Il cambiamento, va bene. Ma in quale direzione?


«La mia proposta aggiorna la fotografia di tutti i nuovi attori che 25 anni fa non c’erano; aggiorna i nuovi strumenti finanziari di Cooperazione, le nuove partnership fra donatori e riceventi. Insomma, da un vecchio mondo in bianco e nero al nuovo mondo digitate 2.0. La Cooperazione è parte integrante della politica estera. Il sistema si doterà di un’Agenzia specializzata, come tutti i nostri partner europei, con poteri operativi. Vi sarà una regia politica unica, quella del Cics (Comitato interministeriale per la Cooperazione e lo Sviluppo) ma tutti i soggetti – non soltanto, dunque, il tradizionale Aiuto Pubblico allo Sviluppo – concorreranno a definire insieme obiettivi e programmi, come strumenti diversi di una sola orchestra. Adesso contiamo sul Parlamento per un’analisi condivisa e intensa del ddl di riforma della legge sulla cooperazione internazionale che sarà a breve all’attenzione del Consiglio dei ministri».


A proposito della politica estera. L’Italia è stata chiamata a far parte della Conferenza di pace, la cosiddetta «Ginevra2», sulla Siria.


«Non nascondo un senso di soddisfazione carico di un altrettanto senso di responsabilità. “Ginevra2” sarà un esercizio difficilissimo, quasi spericolato. Ci arriviamo perché in questi mesi abbiamo dato prova di una lettura intelligente a autonoma degli eventi, del panorama delle forze in campo. Ci arriviamo forti del tentativo riuscito di non far imboccare scorciatoie militari, e sull’onda di una gestione positiva del complesso dossier sulla distruzione degli armamenti chimici di Bashar al-Assad. È stato altrettanto importante farci carico dei rifugiati, in Siria Libano, Giordania e Kurdistan iracheno. Insomma, è un invito che ci siamo guadagnati con la politica».


Una politica che guarda a Teheran, dove ieri è iniziata la visita della ministra degli Esteri, Emma Bonino.

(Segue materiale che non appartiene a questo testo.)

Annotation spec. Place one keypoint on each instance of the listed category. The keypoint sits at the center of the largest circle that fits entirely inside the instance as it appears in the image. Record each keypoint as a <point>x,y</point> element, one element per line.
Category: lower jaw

«La nostra è una politica che guarda con la giusta attenzione in tutte le direzioni in cui sta accadendo qualcosa. E l’Iran del presidente Rohani è indubbiamente una di queste direttrici. D’altro canto, noi siamo colpiti dall’attivismo inedito americano che cerca di risolvere con gli strumenti della diplomazia le tre questioni regionali più calde: Siria, Iran e il processo di pace israelo-palestinese. È una sfida ardita: se riuscisse, sarebbe il più importante ridisegno pacifico del Medio Oriente. Altro che la democrazia in punta di baionetta dei teocon! È però indispensabile che tutti gli attori della Regione provino a cercare un risultato utile per loro in tutti e tre i dossier, rinunciando a un vecchio schema, il gioco a somma zero, in cui uno vince solo se il suo avversario perde. Quello schema ha fragilizzato per trent’anni il Medio Oriente. Nel XXImo secolo abbiamo tutti bisogno di questo nuovo approccio, per dare alla Regione stabilità. Con la cooperazione, con le missioni di peacekeeping, con un po’ di diplomazia brillante, magari con più Europa, ce la possiamo fare».